19/01/2026
🌿 El Bambú Japonés
— Autor anónimo (cuento popular)
Dicen que existe una planta muy especial llamada bambú japonés.
Quien lo siembra, debe hacerlo con paciencia…
porque no es como otras semillas que brotan rápido y se dejan ver en pocos días.
El bambú japonés te pone a prueba.
Primero, colocas la semilla en la tierra.
La riegas.
La cuidas.
Le hablas.
Confías.
Pasan los días…
y no sucede nada.
Pasan las semanas…
y no sucede nada.
Entonces tú sigues:
riegas, cuidas, esperas.
Pasan los meses…
y nada aparece.
Y es ahí donde muchas personas se rinden.

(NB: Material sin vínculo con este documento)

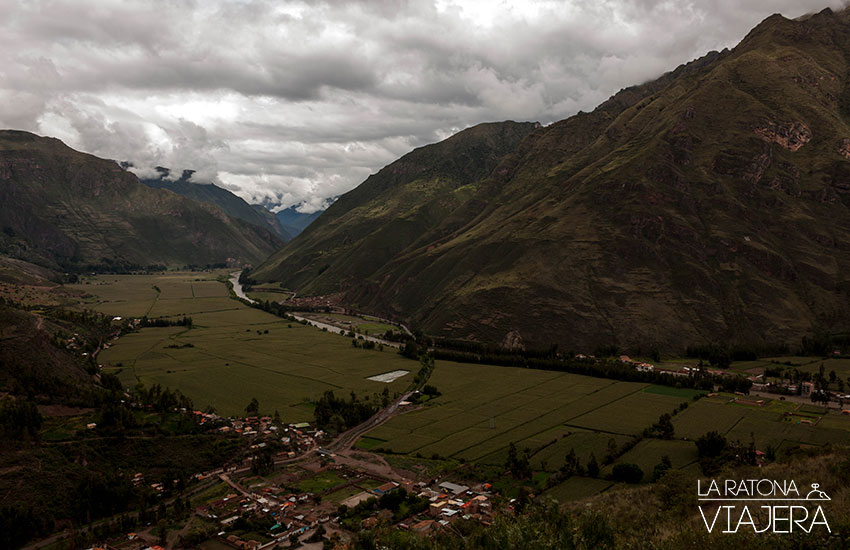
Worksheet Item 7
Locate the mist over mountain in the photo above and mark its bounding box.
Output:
[139,167,292,241]
[0,130,283,271]
[255,9,850,356]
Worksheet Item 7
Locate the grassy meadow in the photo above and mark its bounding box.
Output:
[69,273,850,499]
[68,273,410,421]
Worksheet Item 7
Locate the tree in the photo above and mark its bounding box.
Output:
[611,463,643,484]
[156,519,168,546]
[587,453,599,477]
[561,448,578,477]
[652,413,673,439]
[505,442,531,479]
[245,397,260,416]
[696,431,727,458]
[652,455,673,482]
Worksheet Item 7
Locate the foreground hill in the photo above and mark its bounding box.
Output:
[0,134,282,270]
[255,10,850,350]
[275,206,324,237]
[140,168,292,241]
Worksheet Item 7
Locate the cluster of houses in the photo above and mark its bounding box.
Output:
[200,480,330,550]
[199,467,492,550]
[191,411,325,458]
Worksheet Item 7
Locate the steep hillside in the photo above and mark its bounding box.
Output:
[255,10,850,350]
[0,134,282,270]
[275,206,324,237]
[139,168,292,241]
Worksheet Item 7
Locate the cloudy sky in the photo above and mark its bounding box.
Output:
[0,0,841,211]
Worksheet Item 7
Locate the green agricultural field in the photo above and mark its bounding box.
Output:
[87,273,418,421]
[544,476,613,502]
[617,439,698,479]
[369,362,682,470]
[298,470,342,494]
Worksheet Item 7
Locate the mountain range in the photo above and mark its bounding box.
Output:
[0,130,283,271]
[139,167,297,241]
[252,9,850,350]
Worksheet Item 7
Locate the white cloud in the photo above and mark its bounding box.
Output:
[0,0,839,209]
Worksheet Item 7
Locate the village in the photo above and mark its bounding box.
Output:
[85,410,500,550]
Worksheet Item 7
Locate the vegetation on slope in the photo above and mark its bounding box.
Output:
[0,134,282,271]
[254,10,850,350]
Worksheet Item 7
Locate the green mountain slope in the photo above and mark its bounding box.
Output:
[139,168,292,241]
[250,10,850,350]
[0,134,282,270]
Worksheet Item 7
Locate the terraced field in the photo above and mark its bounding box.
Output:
[69,273,850,504]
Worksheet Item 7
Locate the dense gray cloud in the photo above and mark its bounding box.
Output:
[0,0,841,211]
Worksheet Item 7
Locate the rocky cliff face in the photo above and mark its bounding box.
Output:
[0,130,282,270]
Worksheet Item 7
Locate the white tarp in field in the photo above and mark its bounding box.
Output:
[367,370,410,384]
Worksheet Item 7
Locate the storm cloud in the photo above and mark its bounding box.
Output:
[0,0,841,211]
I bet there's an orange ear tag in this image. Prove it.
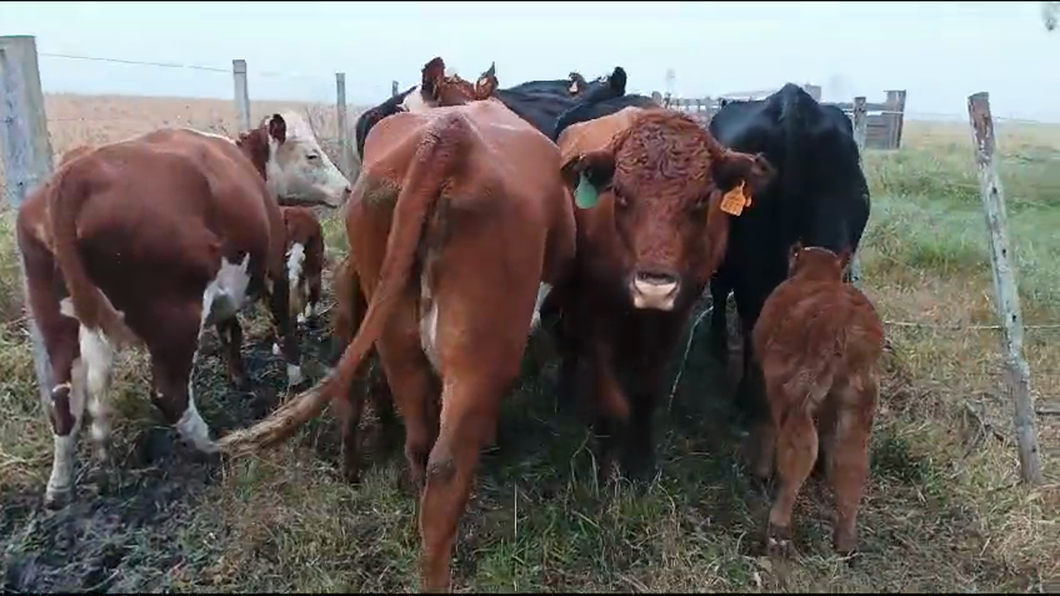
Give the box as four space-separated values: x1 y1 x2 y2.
721 181 750 217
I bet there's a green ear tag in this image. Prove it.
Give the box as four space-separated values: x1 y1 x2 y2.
575 172 600 209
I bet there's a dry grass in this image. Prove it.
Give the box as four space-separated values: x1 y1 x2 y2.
0 95 1060 592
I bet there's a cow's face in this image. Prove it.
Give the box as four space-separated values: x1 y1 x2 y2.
265 111 350 207
401 57 497 113
563 110 773 311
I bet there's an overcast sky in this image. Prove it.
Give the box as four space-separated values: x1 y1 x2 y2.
0 1 1060 121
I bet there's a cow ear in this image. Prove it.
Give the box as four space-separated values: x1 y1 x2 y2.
420 56 445 98
268 113 287 144
560 150 615 209
788 240 802 275
710 148 776 197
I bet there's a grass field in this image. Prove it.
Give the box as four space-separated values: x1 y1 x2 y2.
0 95 1060 592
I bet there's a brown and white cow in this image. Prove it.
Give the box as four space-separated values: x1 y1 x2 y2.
220 93 576 591
557 107 773 474
17 112 349 507
752 245 884 556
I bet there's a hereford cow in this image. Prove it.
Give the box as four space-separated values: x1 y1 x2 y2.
280 207 325 323
557 107 772 479
222 99 575 590
710 84 869 421
17 112 349 507
354 56 497 161
753 245 884 556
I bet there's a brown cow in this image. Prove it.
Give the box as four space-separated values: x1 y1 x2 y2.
557 107 773 480
17 112 349 507
280 207 325 323
220 92 575 591
752 245 884 555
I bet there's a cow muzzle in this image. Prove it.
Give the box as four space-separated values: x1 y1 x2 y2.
630 271 681 311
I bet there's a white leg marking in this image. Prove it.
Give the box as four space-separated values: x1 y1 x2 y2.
177 381 219 453
420 267 441 372
78 327 114 459
287 364 303 386
176 252 250 453
45 358 86 505
530 283 552 333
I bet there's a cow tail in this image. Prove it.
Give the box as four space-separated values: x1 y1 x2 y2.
51 161 128 340
218 115 471 455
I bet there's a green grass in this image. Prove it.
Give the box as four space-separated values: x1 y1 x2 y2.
0 123 1060 592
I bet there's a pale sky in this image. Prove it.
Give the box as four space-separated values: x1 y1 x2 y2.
0 1 1060 121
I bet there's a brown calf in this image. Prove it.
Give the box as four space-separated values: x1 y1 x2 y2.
17 113 349 507
558 107 773 474
220 72 575 591
753 245 884 555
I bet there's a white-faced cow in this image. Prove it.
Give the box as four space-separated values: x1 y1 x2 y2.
17 107 350 507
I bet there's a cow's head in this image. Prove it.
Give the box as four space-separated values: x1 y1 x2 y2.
402 57 497 112
563 109 774 311
254 111 350 207
788 242 850 281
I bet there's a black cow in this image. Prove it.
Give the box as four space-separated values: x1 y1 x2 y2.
710 83 869 422
552 90 659 141
354 66 626 159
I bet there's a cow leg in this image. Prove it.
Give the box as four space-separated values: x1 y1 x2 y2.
709 274 731 366
266 274 305 387
590 349 631 484
420 371 505 592
829 375 878 555
765 395 817 557
376 326 438 494
146 301 218 454
300 271 322 322
216 316 248 391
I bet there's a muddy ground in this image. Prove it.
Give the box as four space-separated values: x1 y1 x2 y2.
0 313 337 593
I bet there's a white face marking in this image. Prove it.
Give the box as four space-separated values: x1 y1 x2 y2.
401 87 434 113
420 267 441 372
45 358 87 506
530 282 552 333
263 111 350 207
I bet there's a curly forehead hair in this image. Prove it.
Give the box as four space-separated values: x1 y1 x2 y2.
611 108 725 182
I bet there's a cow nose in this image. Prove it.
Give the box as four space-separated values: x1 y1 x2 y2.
630 271 681 311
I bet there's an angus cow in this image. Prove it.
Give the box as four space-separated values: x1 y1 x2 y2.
222 99 575 591
552 94 661 144
17 112 350 507
555 107 773 480
354 56 497 161
752 245 884 556
354 58 626 160
710 84 869 420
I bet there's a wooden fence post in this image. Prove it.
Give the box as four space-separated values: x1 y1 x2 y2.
0 35 55 402
335 72 353 176
232 59 250 133
968 91 1042 485
853 95 868 153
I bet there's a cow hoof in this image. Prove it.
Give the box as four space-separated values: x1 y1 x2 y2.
45 489 73 511
765 524 798 559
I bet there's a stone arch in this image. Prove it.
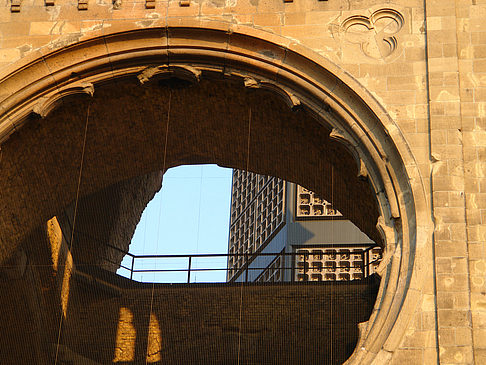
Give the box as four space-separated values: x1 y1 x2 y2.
0 23 430 364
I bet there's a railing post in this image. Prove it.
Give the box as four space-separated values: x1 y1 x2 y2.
245 253 250 283
130 256 135 280
187 256 192 284
304 251 307 280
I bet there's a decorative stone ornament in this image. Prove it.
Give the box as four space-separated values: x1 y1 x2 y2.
333 8 405 60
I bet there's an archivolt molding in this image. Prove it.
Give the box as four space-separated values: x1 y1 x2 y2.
0 24 430 364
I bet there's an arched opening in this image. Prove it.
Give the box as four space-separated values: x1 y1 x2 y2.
0 28 428 363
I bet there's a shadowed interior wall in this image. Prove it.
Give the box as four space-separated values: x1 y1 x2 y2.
62 266 379 365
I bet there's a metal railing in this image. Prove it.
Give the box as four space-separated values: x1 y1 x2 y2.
105 244 380 283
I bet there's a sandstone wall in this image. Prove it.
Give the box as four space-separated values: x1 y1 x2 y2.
0 0 486 364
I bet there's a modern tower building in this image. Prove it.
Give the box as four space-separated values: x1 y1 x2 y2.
227 170 381 282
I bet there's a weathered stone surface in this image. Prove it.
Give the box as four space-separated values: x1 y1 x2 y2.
0 0 486 364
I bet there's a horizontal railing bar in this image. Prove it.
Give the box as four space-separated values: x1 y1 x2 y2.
133 266 368 273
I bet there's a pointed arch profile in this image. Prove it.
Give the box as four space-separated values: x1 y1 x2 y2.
0 21 431 364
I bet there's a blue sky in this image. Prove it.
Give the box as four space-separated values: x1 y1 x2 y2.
119 165 232 282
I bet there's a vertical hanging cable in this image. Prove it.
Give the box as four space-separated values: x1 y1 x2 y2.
329 165 334 363
145 88 172 365
54 100 91 365
237 106 251 365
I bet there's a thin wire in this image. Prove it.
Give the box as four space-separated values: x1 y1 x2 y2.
54 100 91 365
145 89 172 365
329 165 334 363
237 106 251 365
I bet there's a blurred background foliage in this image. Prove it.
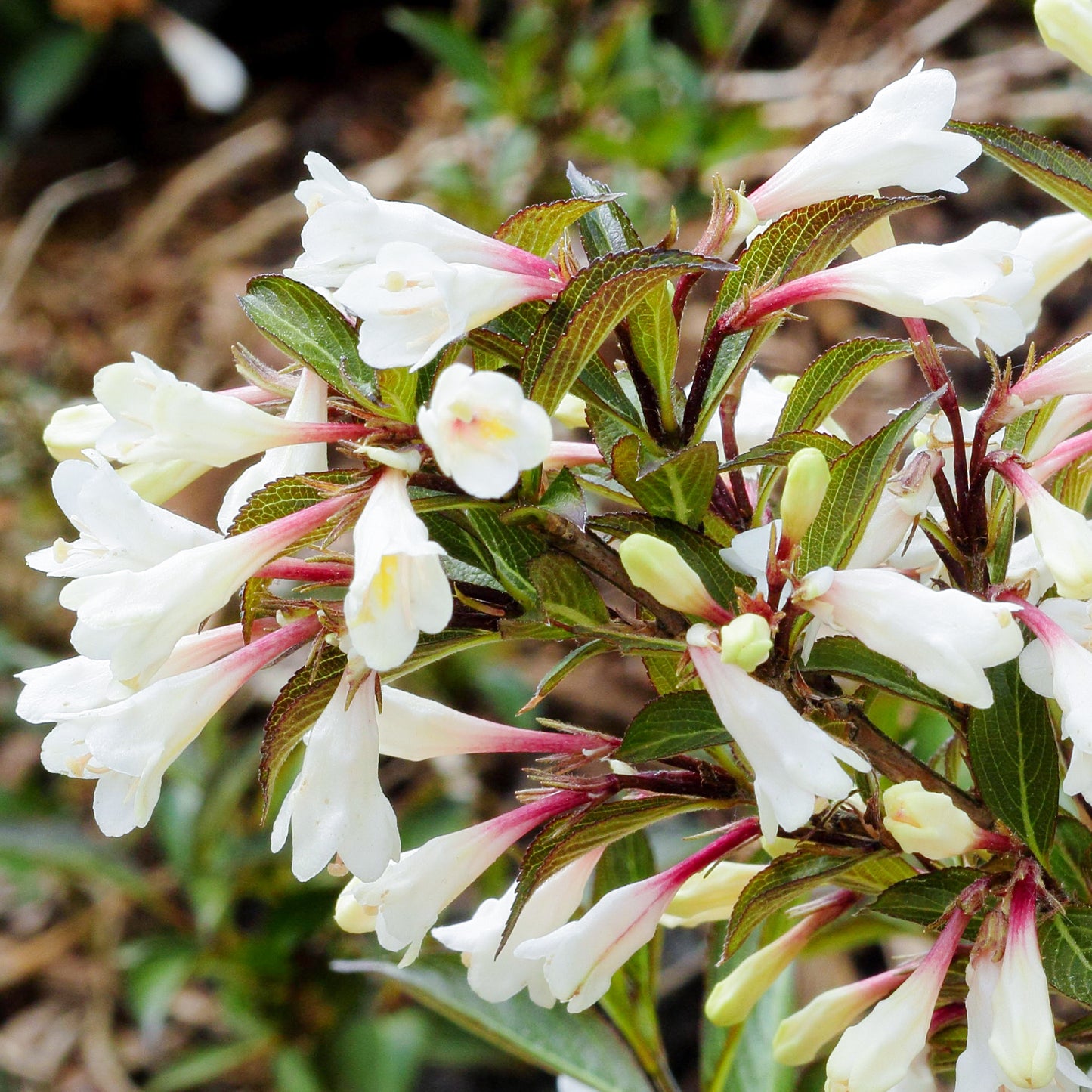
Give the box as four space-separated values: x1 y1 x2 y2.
0 0 1092 1092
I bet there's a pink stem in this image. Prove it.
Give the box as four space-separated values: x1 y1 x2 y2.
660 817 759 888
1030 432 1092 481
255 557 354 584
543 440 604 471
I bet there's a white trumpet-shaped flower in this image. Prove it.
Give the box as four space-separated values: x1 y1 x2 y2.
333 243 561 370
346 793 583 967
60 497 345 680
741 221 1034 353
345 469 454 670
216 368 329 533
793 568 1023 709
989 877 1058 1089
26 452 219 577
432 847 603 1009
94 353 361 466
515 819 758 1013
750 61 982 219
285 152 557 289
35 618 317 837
825 910 967 1092
417 363 552 498
997 459 1092 599
687 626 871 839
272 670 401 880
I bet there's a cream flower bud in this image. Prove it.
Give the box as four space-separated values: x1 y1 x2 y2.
554 394 587 428
771 967 910 1066
417 363 552 498
345 469 454 672
42 402 113 462
618 532 724 618
781 447 830 543
721 614 773 673
660 861 766 930
750 61 982 219
989 878 1058 1089
334 874 377 933
705 903 844 1028
1034 0 1092 72
883 781 986 861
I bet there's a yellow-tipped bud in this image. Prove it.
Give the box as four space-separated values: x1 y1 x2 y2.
1035 0 1092 72
883 781 984 861
554 394 587 428
42 402 113 462
721 614 773 672
660 861 766 930
618 533 719 618
705 920 815 1028
772 971 906 1066
781 447 830 543
334 876 379 933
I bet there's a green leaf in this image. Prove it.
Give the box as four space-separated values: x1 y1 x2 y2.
1038 906 1092 1004
800 395 935 572
333 954 651 1092
723 429 853 469
616 690 732 763
566 162 641 260
776 338 911 434
493 193 624 258
258 642 348 819
705 196 937 325
227 471 360 540
508 794 721 930
948 121 1092 216
530 554 611 626
239 273 382 413
724 849 867 957
522 248 723 413
967 660 1060 863
376 368 419 425
1047 815 1092 902
520 641 614 712
611 436 719 527
871 868 984 925
800 636 953 717
464 508 546 607
589 512 754 611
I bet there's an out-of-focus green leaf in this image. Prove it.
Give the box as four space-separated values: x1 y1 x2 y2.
522 248 723 413
967 660 1060 864
948 121 1092 216
800 395 935 572
802 636 953 716
239 273 382 413
1038 906 1092 1004
776 338 911 434
871 868 983 925
616 690 732 763
611 436 717 527
333 954 651 1092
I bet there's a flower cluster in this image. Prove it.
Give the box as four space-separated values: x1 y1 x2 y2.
19 57 1092 1092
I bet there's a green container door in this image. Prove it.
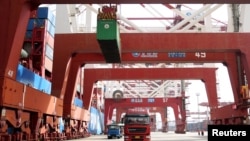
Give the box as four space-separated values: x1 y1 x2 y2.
97 20 119 41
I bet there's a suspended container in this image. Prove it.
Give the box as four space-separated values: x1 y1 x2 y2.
97 19 121 63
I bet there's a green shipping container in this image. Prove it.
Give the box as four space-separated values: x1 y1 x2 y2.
97 20 120 41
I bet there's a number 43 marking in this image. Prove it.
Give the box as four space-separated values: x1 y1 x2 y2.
195 52 206 58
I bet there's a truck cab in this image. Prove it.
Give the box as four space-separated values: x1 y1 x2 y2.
123 110 151 141
107 124 123 139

Porque parece que no está pasando nada…
parece que el esfuerzo no sirve…
parece que la tierra está vacía…
parece que estás perdiendo el tiempo.
Pero no.
El bambú japonés sí está creciendo, solo que no lo ves.
Porque durante ese tiempo, la planta está haciendo algo sagrado:
está construyendo raíces.
Raíces profundas.
Raíces fuertes.
Raíces capaces de sostener lo que viene.
Y entonces pasan años.
Un año…
dos años…
tres años…
cuatro años…
Y en el quinto año, sucede algo increíble:
El bambú japonés comienza a crecer…
y crece tan rápido que en pocas semanas
puede alcanzar hasta 30 metros de altura.
Treinta metros.
Y quien lo mira desde afuera podría decir:
“¡Qué rápido creció!”
Pero no creció rápido.
Lo que pasa es que pasó cinco años preparándose en silencio.
Cinco años aprendiendo a sostenerse.
Cinco años desarrollando estructura.
Cinco años volviéndose firme.
Y es ahí donde llega el mensaje:
✨ Hay procesos en la vida que no se ven… pero están ocurriendo.
✨ Hay etapas donde parece que nada cambia… pero todo se está acomodando por dentro.
✨ Hay momentos donde sientes que estás estancado… pero en realidad estás creciendo en raíz.
Porque lo que tarda…
no siempre es atraso.
A veces es maduración.
A veces es protección.
A veces es la vida diciéndote:
“Todavía no… porque primero necesito hacerte fuerte.”
Y cuando por fin llega el tiempo,
cuando ya estás listo para sostener lo que pediste…
la vida te levanta.
Como el bambú.
Alto.
Firme.
En silencio.
Y con raíces tan profundas
que nada te puede derribar fácilmente.